Надо мной не творите молитвы,
Не грустите, друзья, надо мной.
Я иду во широкое поле
Под удары скрещенных мечей.
Над моей безрассудною долей
Пусть вздыхает лишь ветер полей.
“Скрещенные мечи” – совсем не то, что Лыткин увидел перед смертью. Четверых его спутников пристрелили прямо сквозь ветки шалаша, где группа устроилась на ночлег, а самого Лыткина и Яковлева, которые сумели выскочить наружу, закололи штыками. Раздетые донага трупы бросили в тайге.
Тем временем в Кендюкель приехал из Олёкминска фельдшер Емельян Селютин. Его прислали сюда на случай, если будет бой и появятся раненые. Никаких симпатий к большевикам он не питал, но при виде лежавших во дворе окоченелых мертвых тел пришел в ужас и, понимая, что та же судьба ожидает и этих пленных, стал убеждать начальника караула, унтер-офицера Голомарева, отвезти их в город. Голомарев, накануне упавший в обморок при расстреле первой группы, поэтому не взятый на ликвидацию третьей, согласился и даже раздобыл у якутов лошадей, чтобы уйти от возможной погони. Гражданская война в этих краях только еще начиналась, нормальных людей шокировала ее жестокость, которая скоро станет привычной[10].

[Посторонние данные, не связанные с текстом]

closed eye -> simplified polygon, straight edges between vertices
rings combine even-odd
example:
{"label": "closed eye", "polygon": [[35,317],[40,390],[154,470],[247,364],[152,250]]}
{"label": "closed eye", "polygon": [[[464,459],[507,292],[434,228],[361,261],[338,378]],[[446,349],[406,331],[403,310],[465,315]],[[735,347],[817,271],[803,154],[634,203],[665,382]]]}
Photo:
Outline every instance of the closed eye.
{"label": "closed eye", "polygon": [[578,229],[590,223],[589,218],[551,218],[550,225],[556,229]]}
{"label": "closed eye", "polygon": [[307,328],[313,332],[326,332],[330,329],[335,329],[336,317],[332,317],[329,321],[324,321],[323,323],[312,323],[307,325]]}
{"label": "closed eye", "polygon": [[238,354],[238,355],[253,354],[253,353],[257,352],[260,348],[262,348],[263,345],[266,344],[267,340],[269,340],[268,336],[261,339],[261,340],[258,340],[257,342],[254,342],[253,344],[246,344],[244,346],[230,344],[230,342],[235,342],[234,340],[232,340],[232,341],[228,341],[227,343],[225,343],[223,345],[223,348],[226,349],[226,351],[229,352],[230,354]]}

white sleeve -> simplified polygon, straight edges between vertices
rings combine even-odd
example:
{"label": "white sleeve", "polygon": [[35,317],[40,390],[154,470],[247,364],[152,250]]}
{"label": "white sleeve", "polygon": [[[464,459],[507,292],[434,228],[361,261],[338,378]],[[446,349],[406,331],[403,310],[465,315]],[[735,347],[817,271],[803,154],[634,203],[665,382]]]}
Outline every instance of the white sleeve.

Строда и его товарищей доставили в Олёкминск. Комендант города, эсер Геллерт, принципиальный противник смертной казни, посадил их в тюрьму и в дальнейшем противостоял попыткам с ними расправиться. О случившемся он донес в Омск, но Захаренко не только не был наказан, а еще и произведен в поручики.
С ноября 1918 года по декабрь 1919-го, самый страшный период Гражданской войны в Сибири, Строд просидел в олёкминской тюрьме. Условия были сносные, тюрьма его не ожесточила и многому научила: тринадцать месяцев, проведенных в одной камере со старыми партийцами, не прошли для него даром. Возможно, к этому времени относятся его первые литературные опыты.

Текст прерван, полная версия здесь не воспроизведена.